Der absolute Gipfel dieses Behördenversagens ist die Tatsache, dass die rumänischen Zollbeamten diese irren Summen zwar feinsäuberlich registrierten, die Kuriere aber völlig unbehelligt in Richtung Bosporus passieren ließen. Als Herkunftsnachweis genügten den ukrainischen Geld-Touristen plumpe Angaben wie “Geschäfte” oder “Einnahmen”. Keinerlei Belege, keine handfesten Nachweise nötig. Man spazierte mit teils mehr als einer halben Million Dollar in bar in ein Flugzeug nach Istanbul.
Pascal beschreibt dabei eindrucksvoll eine hochprofessionelle Logistik, die streng kontrollierte ukrainische Flughäfen eiskalt umgeht und die westlichen Nachbarländer als Transitroute missbraucht. Zunächst bringen gepanzerte Konvois die Millionen auf dem Landweg aus der Ukraine nach Rumänien oder Ungarn. Im Großraum Bukarest wird der gigantische Bargeld-Berg dann im zweiten Schritt in handliche Päckchen portioniert, die das Reisegepäck nicht überstrapazieren. Schließlich steigen koordinierte Gruppen und ganze Familienverbände am Flughafen in Bukarest in kommerzielle Flieger, um das Geld völlig unbehelligt aus der EU in die Türkei zu schaffen.

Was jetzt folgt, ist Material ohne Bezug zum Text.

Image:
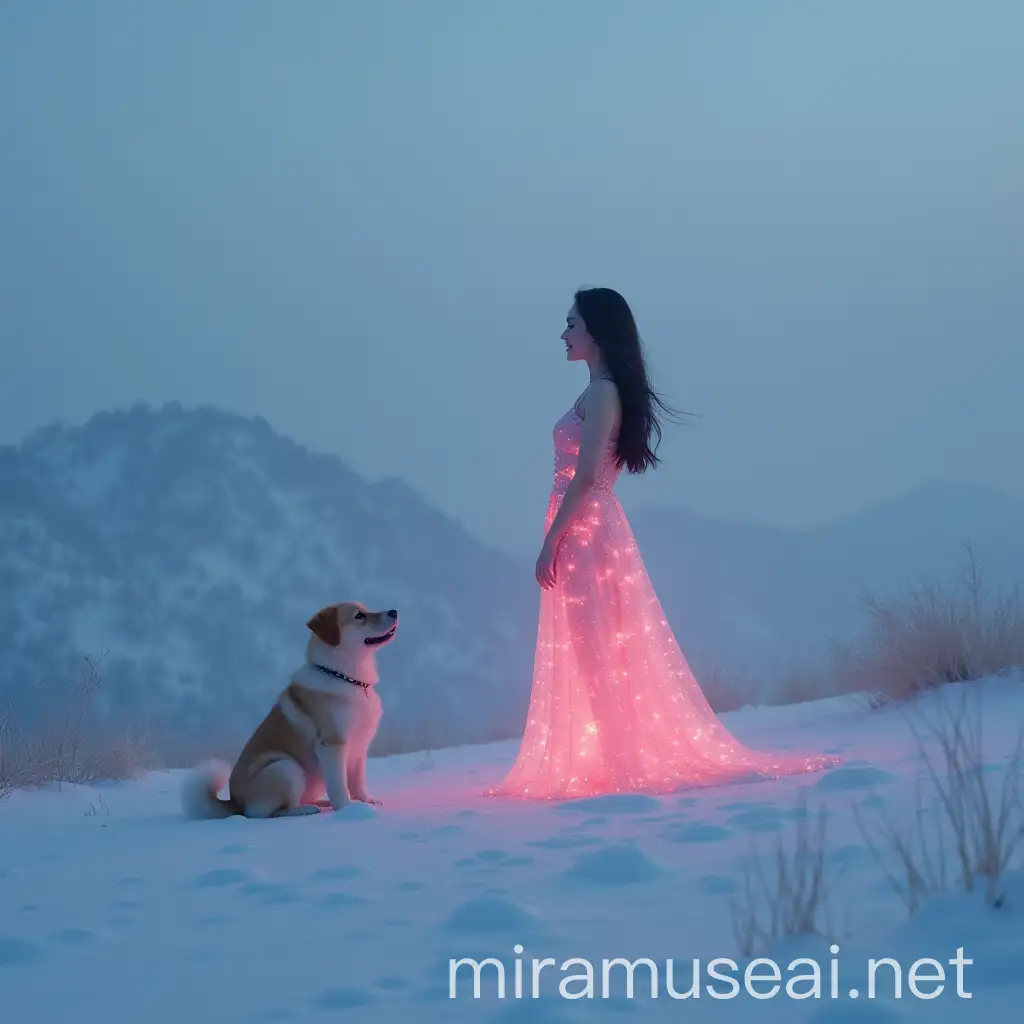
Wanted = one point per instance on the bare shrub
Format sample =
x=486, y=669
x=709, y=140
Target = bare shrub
x=67, y=747
x=934, y=635
x=787, y=899
x=967, y=837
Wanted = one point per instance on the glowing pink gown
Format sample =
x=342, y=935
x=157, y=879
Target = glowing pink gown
x=614, y=706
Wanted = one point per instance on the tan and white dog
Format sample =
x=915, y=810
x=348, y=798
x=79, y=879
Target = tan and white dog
x=316, y=735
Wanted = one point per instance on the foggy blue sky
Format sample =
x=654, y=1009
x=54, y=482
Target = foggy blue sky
x=365, y=221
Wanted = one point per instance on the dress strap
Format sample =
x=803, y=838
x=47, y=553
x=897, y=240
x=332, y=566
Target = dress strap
x=583, y=394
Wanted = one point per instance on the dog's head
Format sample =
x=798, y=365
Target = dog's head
x=351, y=627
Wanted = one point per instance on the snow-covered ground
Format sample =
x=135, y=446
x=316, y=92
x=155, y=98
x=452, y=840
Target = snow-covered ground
x=115, y=908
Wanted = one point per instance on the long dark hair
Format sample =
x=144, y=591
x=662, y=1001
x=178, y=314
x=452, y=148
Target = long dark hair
x=610, y=323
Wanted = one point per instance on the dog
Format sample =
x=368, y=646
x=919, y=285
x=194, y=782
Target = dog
x=316, y=734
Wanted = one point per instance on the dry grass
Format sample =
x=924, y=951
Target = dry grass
x=933, y=636
x=968, y=836
x=67, y=748
x=791, y=897
x=929, y=636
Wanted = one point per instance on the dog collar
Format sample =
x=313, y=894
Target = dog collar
x=344, y=678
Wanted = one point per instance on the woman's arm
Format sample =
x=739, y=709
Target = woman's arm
x=601, y=413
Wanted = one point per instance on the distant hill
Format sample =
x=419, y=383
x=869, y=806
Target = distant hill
x=189, y=547
x=192, y=546
x=753, y=600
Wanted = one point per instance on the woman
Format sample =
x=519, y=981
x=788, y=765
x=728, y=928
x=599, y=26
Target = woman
x=614, y=707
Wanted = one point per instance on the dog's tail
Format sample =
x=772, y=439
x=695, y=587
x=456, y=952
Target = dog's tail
x=199, y=795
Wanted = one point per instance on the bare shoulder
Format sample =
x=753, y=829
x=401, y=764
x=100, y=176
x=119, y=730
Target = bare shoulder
x=601, y=399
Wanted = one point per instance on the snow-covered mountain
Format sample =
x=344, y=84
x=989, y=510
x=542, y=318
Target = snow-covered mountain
x=188, y=547
x=752, y=602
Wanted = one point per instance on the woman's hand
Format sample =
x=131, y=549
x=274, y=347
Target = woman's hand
x=546, y=565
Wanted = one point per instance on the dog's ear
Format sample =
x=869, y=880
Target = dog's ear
x=325, y=626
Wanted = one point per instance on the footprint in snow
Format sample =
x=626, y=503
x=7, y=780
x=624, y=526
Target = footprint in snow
x=614, y=865
x=855, y=1013
x=334, y=900
x=715, y=885
x=16, y=952
x=492, y=914
x=694, y=832
x=270, y=892
x=236, y=848
x=334, y=1000
x=74, y=937
x=333, y=873
x=392, y=983
x=613, y=803
x=221, y=877
x=759, y=819
x=564, y=842
x=848, y=777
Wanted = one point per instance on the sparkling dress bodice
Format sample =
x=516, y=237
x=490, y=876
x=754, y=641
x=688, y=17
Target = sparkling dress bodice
x=614, y=707
x=566, y=441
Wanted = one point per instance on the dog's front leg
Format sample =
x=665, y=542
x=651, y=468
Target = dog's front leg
x=357, y=779
x=333, y=761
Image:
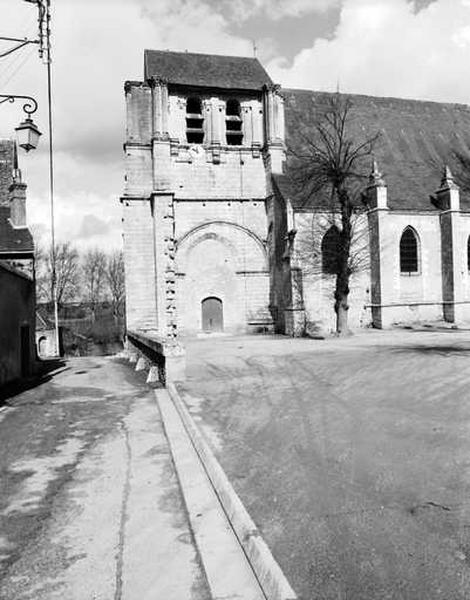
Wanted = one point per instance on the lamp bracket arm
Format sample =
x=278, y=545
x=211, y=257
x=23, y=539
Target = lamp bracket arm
x=21, y=43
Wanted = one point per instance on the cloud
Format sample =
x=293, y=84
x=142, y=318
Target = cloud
x=387, y=48
x=243, y=10
x=92, y=226
x=96, y=46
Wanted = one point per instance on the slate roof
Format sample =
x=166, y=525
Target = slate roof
x=13, y=240
x=416, y=139
x=205, y=70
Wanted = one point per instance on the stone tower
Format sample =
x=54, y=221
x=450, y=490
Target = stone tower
x=204, y=135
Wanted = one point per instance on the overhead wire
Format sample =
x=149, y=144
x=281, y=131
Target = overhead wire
x=15, y=66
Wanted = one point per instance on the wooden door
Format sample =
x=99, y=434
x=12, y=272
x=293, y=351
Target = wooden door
x=212, y=314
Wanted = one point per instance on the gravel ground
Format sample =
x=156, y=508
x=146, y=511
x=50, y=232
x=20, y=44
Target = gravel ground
x=90, y=507
x=352, y=456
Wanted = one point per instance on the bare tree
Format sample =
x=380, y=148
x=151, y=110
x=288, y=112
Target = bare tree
x=64, y=262
x=116, y=282
x=94, y=278
x=334, y=164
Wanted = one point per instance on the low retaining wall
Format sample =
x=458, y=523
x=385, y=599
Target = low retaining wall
x=268, y=572
x=164, y=359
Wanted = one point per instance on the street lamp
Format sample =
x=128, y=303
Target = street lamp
x=27, y=132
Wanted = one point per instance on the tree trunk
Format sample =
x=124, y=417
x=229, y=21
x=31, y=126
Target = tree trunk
x=342, y=278
x=341, y=305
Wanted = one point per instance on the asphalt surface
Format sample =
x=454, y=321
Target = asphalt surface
x=90, y=507
x=352, y=456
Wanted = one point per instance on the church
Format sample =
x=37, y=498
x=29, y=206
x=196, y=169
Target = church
x=218, y=239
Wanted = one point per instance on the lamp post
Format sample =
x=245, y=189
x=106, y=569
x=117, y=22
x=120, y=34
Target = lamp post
x=27, y=127
x=27, y=132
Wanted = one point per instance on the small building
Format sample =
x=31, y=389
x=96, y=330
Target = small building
x=17, y=282
x=216, y=237
x=45, y=335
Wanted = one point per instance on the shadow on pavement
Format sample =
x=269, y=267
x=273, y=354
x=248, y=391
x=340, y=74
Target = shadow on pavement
x=436, y=349
x=42, y=375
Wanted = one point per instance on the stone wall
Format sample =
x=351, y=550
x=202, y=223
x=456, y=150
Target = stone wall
x=17, y=325
x=218, y=195
x=319, y=287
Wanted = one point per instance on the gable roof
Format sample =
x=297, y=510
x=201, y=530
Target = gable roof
x=13, y=240
x=205, y=70
x=416, y=139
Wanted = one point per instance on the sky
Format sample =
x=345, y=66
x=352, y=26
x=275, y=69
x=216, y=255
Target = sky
x=405, y=48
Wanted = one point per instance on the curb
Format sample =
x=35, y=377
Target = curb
x=269, y=574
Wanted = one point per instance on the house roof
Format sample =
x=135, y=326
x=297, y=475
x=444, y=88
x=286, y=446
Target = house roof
x=205, y=70
x=416, y=139
x=8, y=163
x=13, y=240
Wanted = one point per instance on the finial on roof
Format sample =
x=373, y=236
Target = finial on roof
x=447, y=181
x=375, y=177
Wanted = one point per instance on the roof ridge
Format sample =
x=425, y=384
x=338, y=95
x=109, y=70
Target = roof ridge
x=186, y=53
x=458, y=105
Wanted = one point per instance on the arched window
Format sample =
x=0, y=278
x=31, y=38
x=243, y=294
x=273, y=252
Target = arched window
x=468, y=253
x=233, y=123
x=331, y=251
x=409, y=251
x=194, y=121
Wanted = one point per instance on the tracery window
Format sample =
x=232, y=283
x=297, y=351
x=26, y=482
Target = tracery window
x=194, y=121
x=409, y=251
x=233, y=123
x=331, y=251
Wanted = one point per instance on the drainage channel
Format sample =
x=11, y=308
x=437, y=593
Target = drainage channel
x=236, y=560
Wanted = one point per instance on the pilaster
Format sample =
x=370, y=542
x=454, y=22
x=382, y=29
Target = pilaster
x=448, y=200
x=376, y=202
x=294, y=312
x=274, y=125
x=165, y=272
x=18, y=200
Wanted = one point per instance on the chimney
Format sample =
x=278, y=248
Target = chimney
x=17, y=200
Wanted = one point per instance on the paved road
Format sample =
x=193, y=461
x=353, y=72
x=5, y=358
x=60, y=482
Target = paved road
x=90, y=508
x=352, y=456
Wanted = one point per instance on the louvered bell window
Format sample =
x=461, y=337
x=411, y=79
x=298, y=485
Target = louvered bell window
x=233, y=123
x=331, y=251
x=194, y=121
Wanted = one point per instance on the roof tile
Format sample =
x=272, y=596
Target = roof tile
x=205, y=70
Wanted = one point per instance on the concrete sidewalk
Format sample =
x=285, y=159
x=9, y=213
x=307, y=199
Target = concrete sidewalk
x=90, y=507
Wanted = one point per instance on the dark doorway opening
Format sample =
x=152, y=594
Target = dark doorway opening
x=212, y=314
x=25, y=350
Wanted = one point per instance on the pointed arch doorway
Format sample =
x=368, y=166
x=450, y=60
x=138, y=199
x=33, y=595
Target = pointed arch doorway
x=212, y=314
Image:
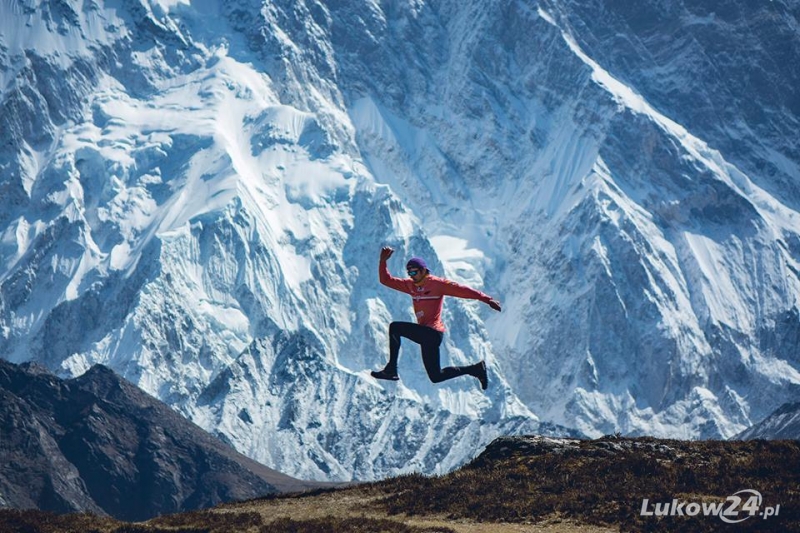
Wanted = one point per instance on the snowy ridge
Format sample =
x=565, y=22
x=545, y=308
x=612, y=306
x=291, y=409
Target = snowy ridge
x=197, y=193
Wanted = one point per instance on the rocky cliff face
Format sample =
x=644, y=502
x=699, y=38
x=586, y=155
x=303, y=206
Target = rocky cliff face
x=197, y=193
x=97, y=443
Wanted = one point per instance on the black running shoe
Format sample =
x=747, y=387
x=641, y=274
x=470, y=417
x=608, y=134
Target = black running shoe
x=480, y=373
x=383, y=374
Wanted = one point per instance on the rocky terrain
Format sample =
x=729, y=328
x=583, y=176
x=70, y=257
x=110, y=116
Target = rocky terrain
x=97, y=443
x=524, y=484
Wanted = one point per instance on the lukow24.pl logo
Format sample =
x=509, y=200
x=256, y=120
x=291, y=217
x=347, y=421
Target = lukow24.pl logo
x=742, y=505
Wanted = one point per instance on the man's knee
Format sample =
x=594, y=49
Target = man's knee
x=436, y=378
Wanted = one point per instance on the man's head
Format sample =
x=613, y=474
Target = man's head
x=416, y=268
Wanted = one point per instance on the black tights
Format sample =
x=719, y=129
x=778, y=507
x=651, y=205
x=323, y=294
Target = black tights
x=429, y=341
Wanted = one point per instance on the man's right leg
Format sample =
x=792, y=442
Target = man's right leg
x=396, y=330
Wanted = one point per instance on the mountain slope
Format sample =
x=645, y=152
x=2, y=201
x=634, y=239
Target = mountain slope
x=197, y=193
x=784, y=423
x=96, y=443
x=528, y=484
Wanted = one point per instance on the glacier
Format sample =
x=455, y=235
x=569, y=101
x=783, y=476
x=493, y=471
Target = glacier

Ein Zeugenvideo eines Mitarbeiters eines rumänischen Geldtransportunternehmens bringt das ganze Ausmaß dieser Operation ans Licht der Öffentlichkeit. Der Insider packt schonungslos aus und berichtet, dass die Ukrainer seit dem ersten Tag des Krieges pausenlos massive Ladungen von Euro und Dollar durch Rumänien bewegen würden. Er spricht von unablässigen Lieferungen, Lkw um Lkw, Jahr für Jahr. Es geht dabei wohl um Milliarden an physischem Bargeld. Es grenzt an einen handfesten Skandal, dass erst Ungarn mutigerweise diesem irren Treiben einen Riegel vorschob. Dort stoppte man erst kürzlich 40 Millionen Dollar (35 Millionen Euro und neun Kilogramm Gold). Laut Ungarns Nationaler Steuer- und Zollverwaltung wurden in diesem Jahr allein auf ungarischem Staatsgebiet hunderte Millionen an westlichen Währungen und Goldbarren in Bewegung gesetzt. Innerhalb von nur zwei Monaten sollen laut den Berichten 1,3 Milliarden Dollar in bar durch Ungarn gewandert sein.
Die Dunkelziffer für Rumänien dürfte dabei katastrophal höher liegen. Medien-Insider sprechen von über zwei Milliarden Dollar, die im Nachbarland allein innerhalb eines Jahres gewaschen worden sein sollen. Besonders brisant ist dabei der von Beobachtern festgestellte Umstand, dass die größten Bargeldbewegungen exakt in denselben Zeitraum wie die rumänischen Präsidentschaftswahlen fielen. Der mediale Druck hat in Bukarest immerhin für ein erstes politisches Beben gesorgt, sodass der Chef der nationalen Behörde zur Bekämpfung von Geldwäsche und sein Stellvertreter bereits von ihren Posten entfernt wurden.
Doch die entscheidenden Fragen, die uns alle beschäftigen müssen, bleiben im Raum: Woher stammen diese unfassbaren Bargeld-Milliarden? Wer wäscht hier sein schmutziges Geld in der Türkei? Was passiert mit dem Vermögen am Bosporus? Und vor allem: Wer profitiert von dieser gigantischen Kapitalflucht, während der europäische Steuerzahler gleichzeitig klaglos Milliardensummen in die Ukraine pumpen soll? Journalistin Iosefina Pascal warnt bereits davor, dass all dies nur die Spitze des Eisbergs sein könnte. Ein zweiter Teil der brisanten Zeugenaussagen soll bald folgen.